Shorebird News from King Island
International Migratory Shorebirds:
The migratory shorebirds have been back on King Island since last October, and disappointingly, smaller numbers of Ruddy Turnstone. However, last November when the Victorian Wader Study Group visited the island they captured 30 Turnstone with geolocators in six days. They now have excellent data for the last 10 years and there are suggestions of changes taking place in the Ruddy Turnstone migratory behaviour. Tagging of Turnstone will be an ongoing project, as they nearly all return to the same locations every summer which makes studying them much easier.
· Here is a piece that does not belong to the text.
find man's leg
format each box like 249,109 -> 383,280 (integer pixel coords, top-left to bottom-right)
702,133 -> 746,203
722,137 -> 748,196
Geolocators are very small electronic devices attached to the birds leg which are light sensitive. As daylight and dark are monitored, the location of the birds can be determined, as the day lengths vary on the birds journey to and from the Arctic. The geolocator is attached to the left tibia while the right leg has an engraved orange flag on the tibia and a blue flag on the tarsus.
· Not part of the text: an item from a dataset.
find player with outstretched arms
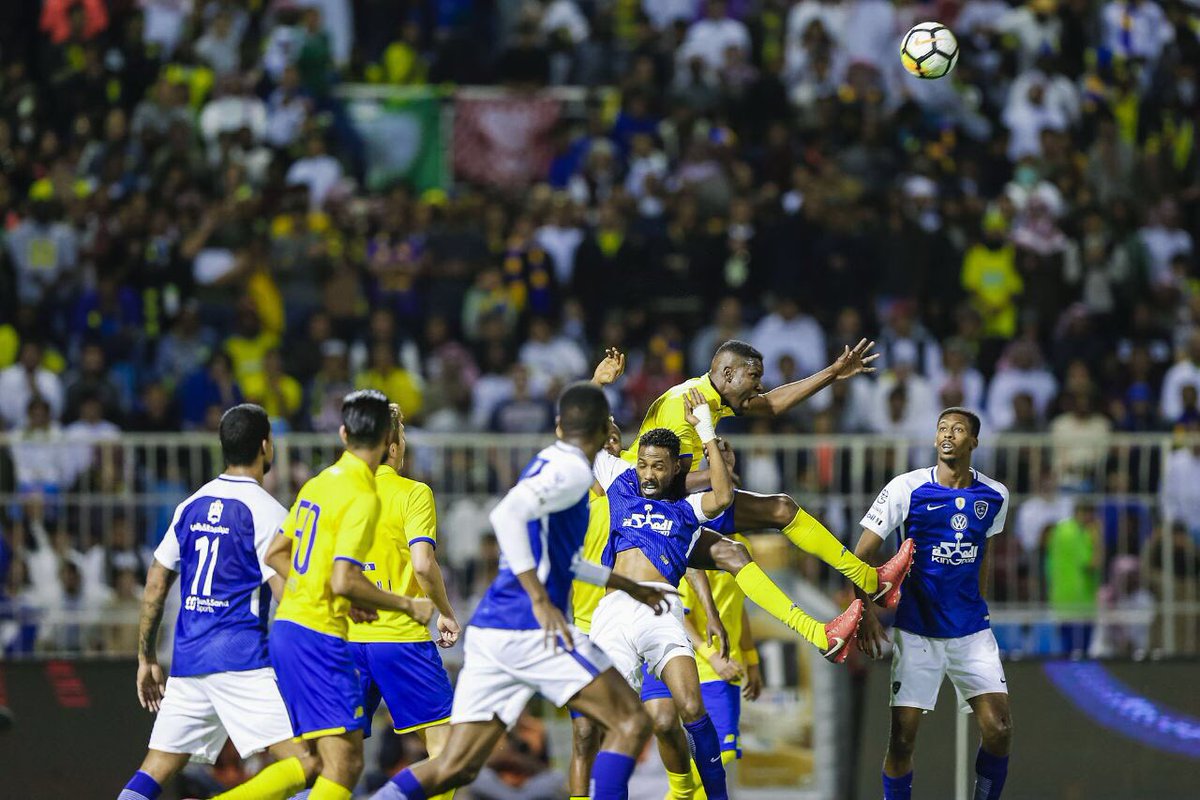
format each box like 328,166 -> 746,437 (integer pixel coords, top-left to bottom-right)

Have you seen the Ruddy Turnstone with WMA engraved on his orange flag? He is also carrying a yellow geolocator and has spent a considerable amount of time at Newcastle in NSW. He has moved on again. Has he come back to King Island, as the Turnstone usually fly back to the same place every year. Is he lost? Has anyone seen him? Maybe he thinks Newcastle is a better place to stay. He was captured in February 2015 at Burgess Bay.
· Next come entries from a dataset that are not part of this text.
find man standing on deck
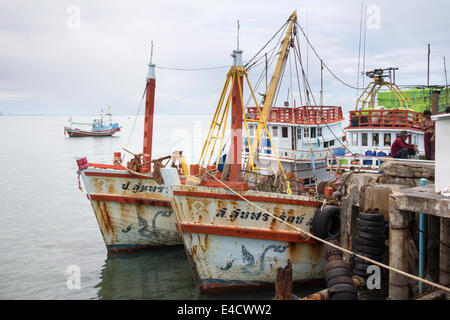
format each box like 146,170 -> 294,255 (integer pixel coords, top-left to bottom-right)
421,110 -> 435,160
391,131 -> 417,159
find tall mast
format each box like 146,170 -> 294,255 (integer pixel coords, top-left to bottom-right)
142,59 -> 156,172
244,11 -> 297,175
229,49 -> 244,182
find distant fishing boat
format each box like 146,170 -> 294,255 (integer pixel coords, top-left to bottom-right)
65,108 -> 121,137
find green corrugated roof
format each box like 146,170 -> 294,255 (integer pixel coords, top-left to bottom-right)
377,87 -> 449,112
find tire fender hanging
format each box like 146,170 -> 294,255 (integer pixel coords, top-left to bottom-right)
312,205 -> 341,239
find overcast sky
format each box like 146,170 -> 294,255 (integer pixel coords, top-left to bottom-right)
0,0 -> 449,115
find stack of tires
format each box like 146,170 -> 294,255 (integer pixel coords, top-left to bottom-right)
324,238 -> 358,300
353,211 -> 386,279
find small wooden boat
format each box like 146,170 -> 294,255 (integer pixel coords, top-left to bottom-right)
65,111 -> 120,137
Ruddy Turnstone on the KI shoreline. Can you spot the Geolocator? Photo by Margaret Bennett.
Latham’s Snipe: (Previously known as Japanese Snipe)
During the last few years there has been a considerable amount of time and research in Victoria locating the whereabouts of Latham’s Snipe when they return to Australia after their migration. A few Snipe have been captured at Port Fairy and geolocators applied. In the long term this should help us to learn where they go on migration as well as in Australia. Latham’s Snipe depart earlier than most migratory birds, leaving southern Australia as early as February. Has anyone seen any this summer?
Breeding on King Island, the young birds are being badly attacked by feral cats and Forest Ravens in the rookeries particularly as they start to come out of their burrows. There have even been unconfirmed reports of Ravens learning to behave like an adult shearwater on their return to the rookery with food, to entice the young out of the burrows. Then of course, there is the annual ‘harvest’ by people, which is still legal in Tasmania. We need to be putting more time and research into protecting these birds before they too become endangered.
Australian Migrants and local King Island Shorebirds:
There has been a small successful nesting colony of Fairy Tern at Yellow Rock. This is good news as these birds are endangered in Tasmania.
The larger Crested Tern have had a good breeding season. A colony of about 700 pair nested at Burgess Bay and a much larger colony was successful at Bold Head this year. Most of the chicks from these colonies have recently fledged.
The Oystercatchers, Pied and Sooty, along with the Hooded Plover (vulnerable) and the Red-capped Plover who live on King Island full time have had a hard year breeding successfully this summer. With rough seas, high tides and the ever-present threat of feral cats, these birds seem to be doing it tougher every year. The islanders have to get behind the cat eradication programme before these birds become another extinction.